Mitchell Gaynor (Chief Administration and Legal Officer and Secretary)
Mr. Gaynor’s current annual base salary is $480,000. In addition, Mr. Gaynor will be eligible to participate in the Company's FY20 Annual Incentive Plan with a bonus target of 75% as a percentage of base salary. On April 15, 2019, Mr. Gaynor was granted 31,633 performance-based restricted stock unit awards, 133,214 value creation restricted stock unit awards and 31,633 service-based restricted stock unit awards under the Company's equity incentive plan as part of his fiscal year 2020 compensation.
Annual Incentive Plan for Fiscal Year 2020 (“AIP”)

The AIP provides the Company’s executive officers with the opportunity to earn cash bonuses based upon the achievement of pre-established performance goals. Total bonus opportunities will be based on achievement of annual targets.  Bonus payouts may range between 0% and 200% of the target bonus opportunity.
Under the AIP, in order for an executive officer to be eligible to receive a cash bonus, the Company has to meet a threshold non-GAAP earnings-per-share goal. For these purposes, earnings-per-share (as well as the non-GAAP measures below) may be adjusted by the Executive Compensation Committee by excluding (in its sole discretion) among other items: M&A/divestiture expense, litigation expense, equity compensation expense, and restructuring costs. If the threshold performance goal is not met, no bonuses will be payable under the AIP. 
If the Company’s threshold performance goal is met, the AIP provides for potential payouts based on the following metrics: 
•    revenue (30%), 
•    non-GAAP gross margin (30%), and
•    non-GAAP operating income margin (40%).
If the Company fails to achieve the threshold level for any of the above Company performance goals, no payout is awarded for that goal.

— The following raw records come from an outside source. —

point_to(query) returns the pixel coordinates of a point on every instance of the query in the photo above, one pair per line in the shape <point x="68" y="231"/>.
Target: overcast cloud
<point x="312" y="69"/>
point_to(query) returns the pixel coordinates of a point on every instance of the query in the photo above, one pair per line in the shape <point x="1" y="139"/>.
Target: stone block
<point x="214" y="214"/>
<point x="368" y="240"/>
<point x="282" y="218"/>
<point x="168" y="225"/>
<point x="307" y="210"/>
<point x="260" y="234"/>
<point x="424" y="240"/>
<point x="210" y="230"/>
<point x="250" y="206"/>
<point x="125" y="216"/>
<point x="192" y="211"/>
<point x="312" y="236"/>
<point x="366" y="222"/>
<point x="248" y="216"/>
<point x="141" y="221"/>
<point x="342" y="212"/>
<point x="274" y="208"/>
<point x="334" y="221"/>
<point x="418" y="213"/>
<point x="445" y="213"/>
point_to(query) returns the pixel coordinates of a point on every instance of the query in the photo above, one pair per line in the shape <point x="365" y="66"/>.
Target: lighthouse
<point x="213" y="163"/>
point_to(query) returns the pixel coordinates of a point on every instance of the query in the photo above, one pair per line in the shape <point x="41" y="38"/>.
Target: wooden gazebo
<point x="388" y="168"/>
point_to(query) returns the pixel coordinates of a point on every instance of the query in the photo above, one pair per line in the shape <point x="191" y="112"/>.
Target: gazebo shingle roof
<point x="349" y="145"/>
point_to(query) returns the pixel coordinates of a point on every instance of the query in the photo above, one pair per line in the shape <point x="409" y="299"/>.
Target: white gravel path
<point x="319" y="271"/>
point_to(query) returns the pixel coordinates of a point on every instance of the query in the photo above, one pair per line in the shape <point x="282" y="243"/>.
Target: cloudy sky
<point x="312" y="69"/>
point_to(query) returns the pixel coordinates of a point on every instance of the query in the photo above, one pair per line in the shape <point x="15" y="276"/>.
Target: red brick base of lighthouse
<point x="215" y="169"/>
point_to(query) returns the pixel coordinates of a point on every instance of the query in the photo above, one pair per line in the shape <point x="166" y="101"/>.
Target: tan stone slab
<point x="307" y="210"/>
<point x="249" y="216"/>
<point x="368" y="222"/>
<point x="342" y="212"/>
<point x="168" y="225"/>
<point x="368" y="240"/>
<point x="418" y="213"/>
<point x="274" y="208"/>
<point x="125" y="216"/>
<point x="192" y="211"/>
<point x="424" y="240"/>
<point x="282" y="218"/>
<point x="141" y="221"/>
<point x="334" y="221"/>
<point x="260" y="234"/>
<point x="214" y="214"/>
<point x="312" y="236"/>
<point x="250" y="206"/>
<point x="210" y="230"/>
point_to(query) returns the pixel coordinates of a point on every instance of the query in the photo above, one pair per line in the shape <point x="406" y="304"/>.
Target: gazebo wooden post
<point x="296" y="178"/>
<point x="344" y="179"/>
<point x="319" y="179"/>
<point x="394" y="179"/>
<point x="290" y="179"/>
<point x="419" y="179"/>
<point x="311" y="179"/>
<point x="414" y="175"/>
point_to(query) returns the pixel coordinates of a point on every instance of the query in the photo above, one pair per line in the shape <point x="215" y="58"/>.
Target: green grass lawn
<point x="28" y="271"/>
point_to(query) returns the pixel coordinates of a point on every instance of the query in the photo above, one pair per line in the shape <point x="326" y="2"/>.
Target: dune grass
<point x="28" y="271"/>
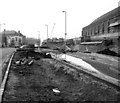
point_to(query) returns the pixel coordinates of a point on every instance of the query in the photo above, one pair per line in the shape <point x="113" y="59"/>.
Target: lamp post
<point x="47" y="31"/>
<point x="65" y="31"/>
<point x="1" y="26"/>
<point x="39" y="40"/>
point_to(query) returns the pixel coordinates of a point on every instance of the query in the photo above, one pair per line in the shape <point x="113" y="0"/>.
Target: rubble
<point x="47" y="80"/>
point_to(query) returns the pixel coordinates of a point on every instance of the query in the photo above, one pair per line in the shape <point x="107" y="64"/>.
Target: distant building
<point x="106" y="26"/>
<point x="12" y="38"/>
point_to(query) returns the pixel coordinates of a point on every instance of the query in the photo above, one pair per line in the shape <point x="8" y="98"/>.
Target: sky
<point x="31" y="16"/>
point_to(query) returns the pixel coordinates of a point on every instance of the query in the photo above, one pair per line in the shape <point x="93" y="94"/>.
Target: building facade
<point x="12" y="38"/>
<point x="106" y="26"/>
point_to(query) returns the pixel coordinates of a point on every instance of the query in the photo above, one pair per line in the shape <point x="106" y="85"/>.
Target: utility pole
<point x="47" y="31"/>
<point x="65" y="31"/>
<point x="39" y="40"/>
<point x="1" y="26"/>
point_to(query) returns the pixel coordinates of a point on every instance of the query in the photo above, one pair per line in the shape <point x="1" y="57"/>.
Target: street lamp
<point x="1" y="26"/>
<point x="65" y="31"/>
<point x="47" y="31"/>
<point x="39" y="40"/>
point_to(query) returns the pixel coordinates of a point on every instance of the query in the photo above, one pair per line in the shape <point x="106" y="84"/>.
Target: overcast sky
<point x="31" y="16"/>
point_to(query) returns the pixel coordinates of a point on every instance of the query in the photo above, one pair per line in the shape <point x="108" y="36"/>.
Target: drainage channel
<point x="4" y="81"/>
<point x="55" y="90"/>
<point x="96" y="74"/>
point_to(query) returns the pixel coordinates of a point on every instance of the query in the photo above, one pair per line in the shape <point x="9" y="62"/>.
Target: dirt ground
<point x="37" y="77"/>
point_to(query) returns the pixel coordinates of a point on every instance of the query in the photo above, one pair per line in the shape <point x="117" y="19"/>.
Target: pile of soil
<point x="37" y="81"/>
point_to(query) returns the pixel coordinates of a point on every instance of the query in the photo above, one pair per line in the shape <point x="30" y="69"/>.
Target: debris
<point x="17" y="62"/>
<point x="30" y="63"/>
<point x="56" y="90"/>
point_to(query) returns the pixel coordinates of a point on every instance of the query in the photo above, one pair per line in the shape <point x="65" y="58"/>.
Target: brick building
<point x="12" y="38"/>
<point x="105" y="26"/>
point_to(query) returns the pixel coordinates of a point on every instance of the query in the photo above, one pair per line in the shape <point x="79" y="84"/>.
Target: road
<point x="4" y="53"/>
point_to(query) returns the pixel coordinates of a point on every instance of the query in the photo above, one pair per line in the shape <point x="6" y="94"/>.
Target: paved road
<point x="4" y="53"/>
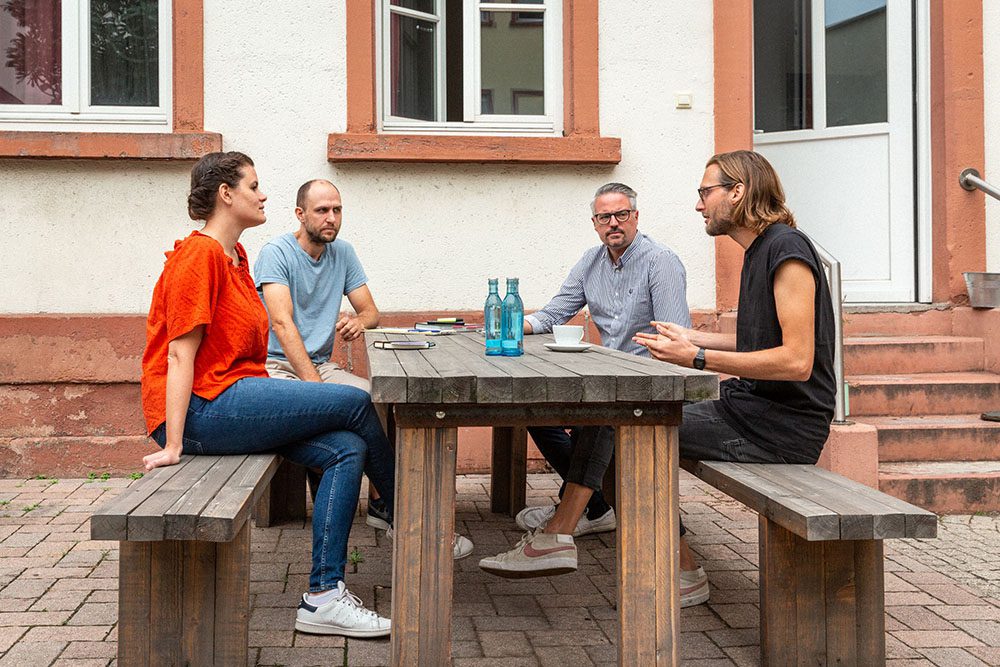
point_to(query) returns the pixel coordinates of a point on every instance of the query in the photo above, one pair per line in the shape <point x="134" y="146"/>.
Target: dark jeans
<point x="706" y="436"/>
<point x="327" y="426"/>
<point x="580" y="456"/>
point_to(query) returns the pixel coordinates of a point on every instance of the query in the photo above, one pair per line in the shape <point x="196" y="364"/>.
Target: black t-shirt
<point x="788" y="418"/>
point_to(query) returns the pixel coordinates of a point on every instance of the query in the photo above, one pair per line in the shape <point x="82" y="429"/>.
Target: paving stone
<point x="504" y="644"/>
<point x="952" y="657"/>
<point x="77" y="650"/>
<point x="32" y="654"/>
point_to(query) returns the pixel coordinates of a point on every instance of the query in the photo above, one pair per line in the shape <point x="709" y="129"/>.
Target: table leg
<point x="509" y="472"/>
<point x="648" y="550"/>
<point x="422" y="550"/>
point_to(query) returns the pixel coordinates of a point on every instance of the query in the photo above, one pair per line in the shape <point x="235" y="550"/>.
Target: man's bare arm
<point x="278" y="299"/>
<point x="794" y="294"/>
<point x="367" y="314"/>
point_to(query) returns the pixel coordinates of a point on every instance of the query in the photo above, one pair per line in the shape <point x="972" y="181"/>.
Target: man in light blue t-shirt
<point x="303" y="277"/>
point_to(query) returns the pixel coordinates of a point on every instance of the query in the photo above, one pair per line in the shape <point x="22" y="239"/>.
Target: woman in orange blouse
<point x="205" y="389"/>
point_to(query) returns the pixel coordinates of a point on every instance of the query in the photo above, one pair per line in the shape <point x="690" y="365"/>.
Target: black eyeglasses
<point x="709" y="188"/>
<point x="621" y="216"/>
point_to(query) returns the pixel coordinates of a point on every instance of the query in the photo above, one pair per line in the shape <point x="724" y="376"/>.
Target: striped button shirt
<point x="647" y="283"/>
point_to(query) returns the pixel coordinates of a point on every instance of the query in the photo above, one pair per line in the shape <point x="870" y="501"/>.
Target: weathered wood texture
<point x="201" y="498"/>
<point x="457" y="371"/>
<point x="821" y="603"/>
<point x="453" y="384"/>
<point x="648" y="554"/>
<point x="422" y="548"/>
<point x="509" y="469"/>
<point x="816" y="504"/>
<point x="184" y="602"/>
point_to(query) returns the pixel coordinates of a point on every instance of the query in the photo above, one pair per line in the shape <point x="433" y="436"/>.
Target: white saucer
<point x="575" y="347"/>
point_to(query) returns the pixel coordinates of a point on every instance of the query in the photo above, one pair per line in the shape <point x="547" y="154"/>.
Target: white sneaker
<point x="461" y="545"/>
<point x="344" y="615"/>
<point x="537" y="554"/>
<point x="534" y="517"/>
<point x="694" y="587"/>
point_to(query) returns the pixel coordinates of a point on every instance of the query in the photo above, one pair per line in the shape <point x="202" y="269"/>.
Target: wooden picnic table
<point x="434" y="391"/>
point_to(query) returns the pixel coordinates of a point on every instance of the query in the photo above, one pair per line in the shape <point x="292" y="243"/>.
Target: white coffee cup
<point x="567" y="334"/>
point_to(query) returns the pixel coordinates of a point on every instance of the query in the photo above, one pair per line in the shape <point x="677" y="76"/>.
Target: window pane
<point x="425" y="6"/>
<point x="856" y="79"/>
<point x="513" y="63"/>
<point x="31" y="52"/>
<point x="124" y="53"/>
<point x="412" y="67"/>
<point x="782" y="53"/>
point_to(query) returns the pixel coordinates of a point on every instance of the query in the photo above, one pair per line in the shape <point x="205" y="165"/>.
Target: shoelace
<point x="355" y="602"/>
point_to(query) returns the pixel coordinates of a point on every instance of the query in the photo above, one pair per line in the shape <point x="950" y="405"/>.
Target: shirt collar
<point x="629" y="251"/>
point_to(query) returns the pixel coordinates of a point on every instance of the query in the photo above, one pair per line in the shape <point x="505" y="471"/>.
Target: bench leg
<point x="509" y="472"/>
<point x="285" y="498"/>
<point x="820" y="602"/>
<point x="184" y="602"/>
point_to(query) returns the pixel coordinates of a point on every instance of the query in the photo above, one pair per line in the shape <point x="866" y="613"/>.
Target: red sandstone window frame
<point x="187" y="140"/>
<point x="581" y="142"/>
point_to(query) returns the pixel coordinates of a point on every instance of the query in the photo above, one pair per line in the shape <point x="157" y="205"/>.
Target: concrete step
<point x="948" y="487"/>
<point x="923" y="394"/>
<point x="912" y="354"/>
<point x="936" y="438"/>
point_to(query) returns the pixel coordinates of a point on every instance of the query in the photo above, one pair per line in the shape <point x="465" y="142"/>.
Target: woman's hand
<point x="167" y="456"/>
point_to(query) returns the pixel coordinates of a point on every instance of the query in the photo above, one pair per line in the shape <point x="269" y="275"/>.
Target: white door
<point x="834" y="110"/>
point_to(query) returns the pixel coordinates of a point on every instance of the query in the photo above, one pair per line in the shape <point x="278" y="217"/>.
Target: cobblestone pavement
<point x="58" y="597"/>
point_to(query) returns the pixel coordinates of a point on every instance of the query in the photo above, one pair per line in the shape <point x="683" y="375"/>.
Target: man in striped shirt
<point x="627" y="282"/>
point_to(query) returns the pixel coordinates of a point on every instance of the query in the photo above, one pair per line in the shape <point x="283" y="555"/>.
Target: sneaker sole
<point x="696" y="599"/>
<point x="377" y="523"/>
<point x="323" y="629"/>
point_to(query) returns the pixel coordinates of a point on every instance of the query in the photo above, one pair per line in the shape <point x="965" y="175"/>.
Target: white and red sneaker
<point x="694" y="587"/>
<point x="538" y="554"/>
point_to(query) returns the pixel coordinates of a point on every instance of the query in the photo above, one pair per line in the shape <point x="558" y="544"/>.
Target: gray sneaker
<point x="344" y="615"/>
<point x="538" y="554"/>
<point x="461" y="545"/>
<point x="531" y="518"/>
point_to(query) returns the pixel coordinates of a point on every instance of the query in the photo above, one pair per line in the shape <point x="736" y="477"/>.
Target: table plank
<point x="527" y="384"/>
<point x="387" y="377"/>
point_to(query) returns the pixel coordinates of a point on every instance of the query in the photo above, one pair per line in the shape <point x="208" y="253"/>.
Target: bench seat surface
<point x="206" y="498"/>
<point x="816" y="504"/>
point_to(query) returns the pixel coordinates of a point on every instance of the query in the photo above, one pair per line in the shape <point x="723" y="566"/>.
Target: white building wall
<point x="88" y="236"/>
<point x="991" y="58"/>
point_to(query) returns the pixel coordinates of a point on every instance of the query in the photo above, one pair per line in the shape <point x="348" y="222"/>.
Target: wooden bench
<point x="821" y="568"/>
<point x="184" y="569"/>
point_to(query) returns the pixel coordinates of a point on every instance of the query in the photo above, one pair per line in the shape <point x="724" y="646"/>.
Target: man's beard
<point x="316" y="238"/>
<point x="718" y="227"/>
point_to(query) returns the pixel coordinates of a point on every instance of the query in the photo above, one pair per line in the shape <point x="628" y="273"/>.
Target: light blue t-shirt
<point x="317" y="288"/>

Payouts for the Chief Executive Officer and Chief Financial Officer will be based solely on the above Company performance goals. Payouts for the other executive officers may be based 80% on Company performance goals and 20% on individual performance goals, provided that no overachievement on the 20% individual component will be permitted unless the Company achieves at least 100% of the Company’s performance goals. Nevertheless, in its discretion, the Executive Compensation Committee may reduce the individual component for any executive officer (and increase the component based on Company performance) if it determines doing so would be appropriate in the circumstances.
The Executive Compensation Committee determined that the combined application of all the metrics would make achievement difficult to meet at target and very difficult to meet at maximum payout.